Al enterarse de la noticia, Vincent está emocionadísimo, piensa que por fin ha encontrado un alma gemela, un amigo con quien compartir ideas, colores, sueños. Decide darle la bienvenida con flores, pero no vivas, sino pintadas. “Con la esperanza de llegar a vivir con Gauguin en nuestro estudio, quiero pintar una serie de cuadros. Nada más que grandes girasoles… Si llevo a cabo mi plan, pintaré una docena de cuadros. El conjunto es una sinfonía en azul y amarillo. Trabajo todos los días desde que sale el sol. Porque las flores se marchitan enseguida y hay que pintarlo todo de una vez”, escribe a Theo. Así nace una de las series más emblemáticas del arte occidental, Los Girasoles.
Las nueve semanas que Van Gogh y Gauguin compartieron en la casa amarilla fueron fructíferas para ambos artistas: Gauguin pintó 21 obras, Van Gogh 36, de las cuales varias representan girasoles. Aunque algunas fuentes mencionan 11 cuadros, refiriéndose a las versiones originales y sus réplicas, la serie principal consta de siete lienzos. Todos tienen el mismo tamaño con mínimas diferencias, 90 por 70 centímetros, y se distinguen por el número de flores que representan: tres cuadros de 15 girasoles, uno de 14, dos de 12 y uno de 5.

Difieren además en algunas tonalidades y también en que muestran distintas etapas de la vida de las plantas, desde los capullos hasta la madurez, la descomposición y la muerte final.

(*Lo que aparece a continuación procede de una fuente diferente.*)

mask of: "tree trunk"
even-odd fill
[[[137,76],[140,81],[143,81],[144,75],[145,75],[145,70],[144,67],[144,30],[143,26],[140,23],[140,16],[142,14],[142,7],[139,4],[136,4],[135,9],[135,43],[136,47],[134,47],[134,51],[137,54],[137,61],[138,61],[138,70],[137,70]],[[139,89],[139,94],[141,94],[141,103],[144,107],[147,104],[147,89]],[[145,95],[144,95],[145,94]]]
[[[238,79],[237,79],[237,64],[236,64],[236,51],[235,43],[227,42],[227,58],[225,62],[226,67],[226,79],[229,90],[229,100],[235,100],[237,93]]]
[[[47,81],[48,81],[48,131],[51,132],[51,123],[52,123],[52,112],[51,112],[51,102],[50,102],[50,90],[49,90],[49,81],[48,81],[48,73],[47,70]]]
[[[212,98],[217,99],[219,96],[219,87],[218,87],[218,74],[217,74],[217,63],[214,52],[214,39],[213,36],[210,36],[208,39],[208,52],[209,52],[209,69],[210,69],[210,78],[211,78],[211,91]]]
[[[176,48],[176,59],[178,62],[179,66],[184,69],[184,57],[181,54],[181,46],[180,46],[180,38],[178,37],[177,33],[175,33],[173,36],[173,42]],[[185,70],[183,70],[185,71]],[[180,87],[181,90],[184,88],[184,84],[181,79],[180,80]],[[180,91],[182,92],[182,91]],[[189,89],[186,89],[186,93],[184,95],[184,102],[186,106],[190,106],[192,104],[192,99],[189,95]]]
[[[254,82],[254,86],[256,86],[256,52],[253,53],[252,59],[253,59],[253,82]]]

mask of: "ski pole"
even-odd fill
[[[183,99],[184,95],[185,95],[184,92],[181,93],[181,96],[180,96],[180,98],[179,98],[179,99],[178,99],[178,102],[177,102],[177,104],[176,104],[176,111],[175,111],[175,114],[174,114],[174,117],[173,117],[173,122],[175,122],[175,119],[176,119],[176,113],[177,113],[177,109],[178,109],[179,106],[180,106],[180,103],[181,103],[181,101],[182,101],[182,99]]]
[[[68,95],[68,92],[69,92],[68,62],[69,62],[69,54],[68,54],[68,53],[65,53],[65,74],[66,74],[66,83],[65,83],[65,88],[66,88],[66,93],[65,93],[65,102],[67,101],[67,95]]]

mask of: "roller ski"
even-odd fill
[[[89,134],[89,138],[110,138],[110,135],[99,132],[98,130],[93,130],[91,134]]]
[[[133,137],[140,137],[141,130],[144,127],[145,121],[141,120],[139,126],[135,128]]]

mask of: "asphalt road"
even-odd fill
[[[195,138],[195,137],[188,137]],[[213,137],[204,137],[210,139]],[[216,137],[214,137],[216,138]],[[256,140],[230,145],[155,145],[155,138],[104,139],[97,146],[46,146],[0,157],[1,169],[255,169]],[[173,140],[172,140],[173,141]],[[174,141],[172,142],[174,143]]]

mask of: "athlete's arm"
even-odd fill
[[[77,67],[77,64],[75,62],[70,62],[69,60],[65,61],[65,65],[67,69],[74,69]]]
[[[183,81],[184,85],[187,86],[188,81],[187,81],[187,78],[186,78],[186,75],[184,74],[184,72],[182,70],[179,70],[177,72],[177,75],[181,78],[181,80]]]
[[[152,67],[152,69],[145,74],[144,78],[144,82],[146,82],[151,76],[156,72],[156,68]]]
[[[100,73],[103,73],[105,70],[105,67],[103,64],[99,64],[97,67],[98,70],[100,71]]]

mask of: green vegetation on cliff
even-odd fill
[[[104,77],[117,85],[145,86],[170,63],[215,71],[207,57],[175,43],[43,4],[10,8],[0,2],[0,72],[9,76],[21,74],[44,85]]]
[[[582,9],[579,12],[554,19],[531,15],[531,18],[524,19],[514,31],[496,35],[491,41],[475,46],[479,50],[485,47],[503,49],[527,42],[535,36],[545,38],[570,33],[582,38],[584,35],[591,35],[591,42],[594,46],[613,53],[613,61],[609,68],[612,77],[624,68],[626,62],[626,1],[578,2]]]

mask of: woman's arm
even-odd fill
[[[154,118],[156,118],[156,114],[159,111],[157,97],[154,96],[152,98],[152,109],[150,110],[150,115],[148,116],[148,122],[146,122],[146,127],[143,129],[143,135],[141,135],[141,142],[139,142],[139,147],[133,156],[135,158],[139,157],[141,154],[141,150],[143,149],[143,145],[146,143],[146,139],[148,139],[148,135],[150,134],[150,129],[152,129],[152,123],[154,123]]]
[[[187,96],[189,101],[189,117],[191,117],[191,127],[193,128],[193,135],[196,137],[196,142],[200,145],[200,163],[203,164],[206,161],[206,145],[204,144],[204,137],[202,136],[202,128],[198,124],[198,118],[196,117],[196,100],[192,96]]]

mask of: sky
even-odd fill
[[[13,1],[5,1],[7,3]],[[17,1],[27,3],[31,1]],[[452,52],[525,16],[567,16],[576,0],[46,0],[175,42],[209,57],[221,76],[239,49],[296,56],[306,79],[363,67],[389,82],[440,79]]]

Después de las primeras versiones, donde los colores varían un poco, Van Gogh va disminuyéndolos hasta llegar al monocromatismo absoluto. El amarillo se apodera de su paleta: flores amarillas en un florero amarillo sobre un fondo amarillo. “Ahora tenemos un calor magnífico e intenso y no corre nada de viento, es lo adecuado para mí. Un sol, una luz que, a falta de un calificativo mejor, sólo puedo definir con amarillo, un pálido amarillo azufre, un amarillo limón pálido. ¡Qué hermoso es el amarillo!”, escribe él a su hermano. Además de ser un revolucionario experimento formal, es un medio de expresar su vida interior, sus sentimientos. A través de este color el artista evoca la gratitud, la felicidad, la vida, la esperanza de un cambio que le traería su estancia en la Provenza.

V. van Gogh, Los Girasoles, 1888, versión destruida V. van Gogh, Los Girasoles, 1889. Museo van Gogh, Ámsterdam
El color en Los Girasoles cobra autonomía, deja de ser un rasgo descriptivo y se convierte en su esencia. La fuerza cromática supera la representación realista, cada pétalo es una declaración de vida, como si el pintor se aferrara al color del sol para no sucumbir a sus propias sombras.

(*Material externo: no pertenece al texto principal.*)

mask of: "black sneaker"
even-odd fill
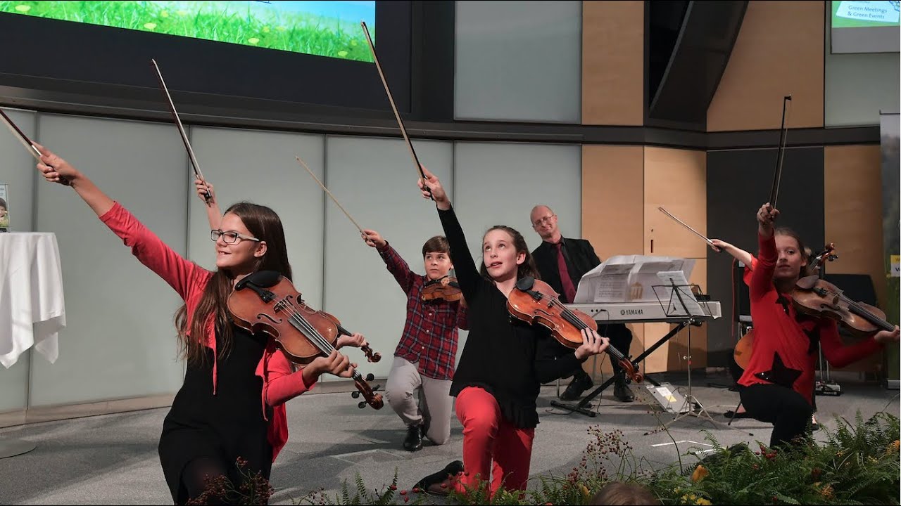
[[[566,387],[560,399],[563,401],[576,401],[582,396],[582,393],[595,386],[595,382],[591,381],[588,375],[578,375],[572,378],[569,386]]]
[[[404,439],[404,449],[410,452],[423,449],[422,425],[411,425],[406,428],[406,438]]]
[[[460,460],[455,460],[450,464],[445,465],[444,469],[441,469],[437,473],[432,473],[432,474],[429,474],[428,476],[416,482],[416,484],[414,485],[414,488],[419,487],[419,489],[422,490],[423,492],[440,493],[442,495],[447,495],[448,493],[450,492],[450,491],[449,490],[450,487],[448,486],[444,488],[439,488],[441,483],[444,482],[444,480],[447,480],[451,476],[454,476],[462,472],[463,472],[463,462]]]

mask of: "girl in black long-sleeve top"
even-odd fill
[[[492,227],[482,240],[479,273],[441,182],[424,168],[423,173],[469,307],[469,336],[450,387],[450,394],[457,397],[457,417],[463,425],[466,473],[451,480],[451,486],[463,492],[490,477],[492,493],[502,483],[510,490],[524,490],[538,425],[535,400],[542,384],[565,376],[588,357],[603,353],[608,341],[589,329],[583,332],[582,346],[557,359],[555,350],[560,345],[550,331],[512,320],[506,302],[516,280],[525,276],[538,277],[525,239],[510,227]],[[430,198],[423,180],[420,189],[423,196]],[[439,492],[441,482],[460,471],[458,461],[419,484]],[[448,487],[449,483],[443,484]]]

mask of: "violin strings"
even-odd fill
[[[313,324],[306,320],[306,318],[304,318],[304,315],[301,314],[300,311],[297,308],[296,308],[293,303],[287,302],[287,299],[282,299],[281,301],[278,301],[278,303],[276,303],[277,309],[279,304],[282,306],[282,308],[287,311],[287,312],[290,315],[290,319],[293,321],[296,321],[299,325],[301,325],[304,328],[298,330],[301,330],[302,331],[305,330],[307,333],[307,337],[310,339],[311,341],[313,341],[313,344],[315,345],[316,348],[320,349],[320,351],[327,355],[331,355],[332,351],[337,349],[336,348],[332,346],[332,343],[330,343],[328,339],[325,339],[324,336],[323,336],[322,334],[319,333],[318,330],[316,330],[316,328],[314,327]],[[356,380],[362,378],[362,375],[357,369],[353,370],[352,376],[353,379]]]
[[[863,316],[864,318],[866,318],[867,320],[869,320],[870,323],[873,323],[874,325],[876,325],[878,327],[882,327],[884,330],[895,330],[894,327],[892,327],[891,329],[888,329],[887,325],[884,325],[883,324],[884,321],[881,318],[879,318],[878,316],[877,316],[876,314],[874,314],[871,311],[868,310],[867,308],[861,306],[858,303],[856,303],[856,302],[852,301],[851,299],[848,298],[848,296],[845,295],[844,294],[842,294],[841,292],[833,292],[832,294],[838,295],[839,297],[842,298],[842,300],[847,302],[849,308],[854,308],[855,310],[857,310],[858,312],[860,312],[861,313],[860,316]],[[874,321],[875,321],[875,322],[874,322]]]
[[[576,316],[575,312],[570,311],[569,308],[563,305],[563,303],[560,302],[556,297],[551,297],[551,304],[558,306],[560,309],[562,309],[564,320],[575,325],[576,328],[578,329],[579,330],[581,330],[582,329],[588,328],[588,326],[585,323],[585,321],[582,321],[581,319]],[[618,349],[609,345],[607,346],[607,352],[610,353],[610,355],[613,355],[614,357],[615,357],[617,360],[622,360],[625,358],[625,356],[620,353]]]
[[[330,354],[334,351],[334,348],[319,333],[318,330],[305,319],[294,304],[287,302],[287,299],[282,299],[276,303],[276,309],[280,309],[286,311],[288,313],[288,317],[291,321],[297,323],[300,327],[297,330],[304,332],[306,337],[313,341],[313,344],[319,348],[319,350],[325,354]]]

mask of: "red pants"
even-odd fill
[[[489,478],[492,495],[501,482],[507,490],[525,490],[535,429],[518,429],[505,420],[494,395],[475,386],[457,395],[457,418],[463,424],[466,469],[455,484],[457,491],[474,489]]]

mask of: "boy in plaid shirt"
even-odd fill
[[[457,357],[457,328],[469,327],[462,300],[425,302],[423,287],[441,283],[453,268],[448,241],[443,236],[425,241],[425,276],[422,276],[410,270],[404,258],[376,230],[364,230],[363,239],[378,251],[388,272],[406,294],[406,322],[385,389],[391,408],[407,427],[404,448],[422,449],[423,436],[436,445],[443,445],[450,438],[453,397],[450,392]]]

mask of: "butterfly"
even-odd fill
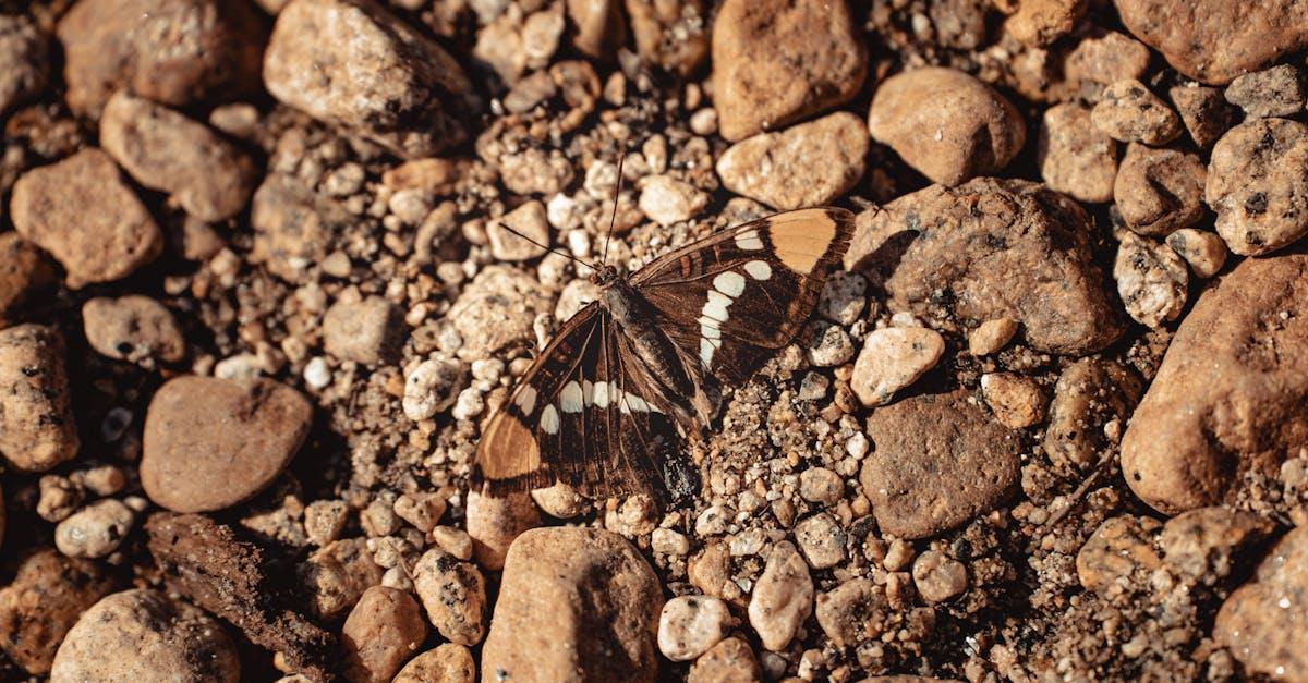
[[[473,487],[562,482],[587,497],[693,492],[676,427],[702,432],[723,383],[744,382],[804,326],[854,232],[838,208],[789,211],[671,251],[600,296],[536,357],[477,446]]]

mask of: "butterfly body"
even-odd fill
[[[487,423],[473,484],[564,482],[585,495],[693,487],[675,428],[709,427],[714,393],[743,382],[807,322],[853,215],[819,208],[723,230],[630,277],[596,266],[573,315]]]

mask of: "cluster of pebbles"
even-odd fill
[[[1308,680],[1305,50],[1282,0],[0,3],[0,678]],[[820,204],[698,496],[468,489],[566,254]]]

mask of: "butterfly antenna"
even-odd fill
[[[617,222],[617,198],[623,192],[623,162],[627,161],[627,150],[623,150],[623,156],[617,157],[617,183],[613,184],[613,215],[608,217],[608,234],[604,236],[604,254],[599,258],[600,263],[608,263],[608,245],[613,242],[613,224]]]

Dos de las primeras versiones de Los Girasoles fueron colgadas en la habitación de Gauguin para darle la bienvenida a su tan esperada llegada, como si el pigmento pudiera expresar lo que las palabras no alcanzaban. Su reacción no fue la esperada: “Me perturbaron. Eran demasiado personales. Me hablaban de él más que de mí.” Reconociendo el talento de Vincent, Gauguin no compartía su visión artística, ni su emocionalidad. Lo consideraba un genio errático, incapaz de controlar su talento. Intentaron trabajar juntos; hasta se retrataron mutuamente. Gauguin, por cierto, eligió justamente el momento de creación de Los Girasoles.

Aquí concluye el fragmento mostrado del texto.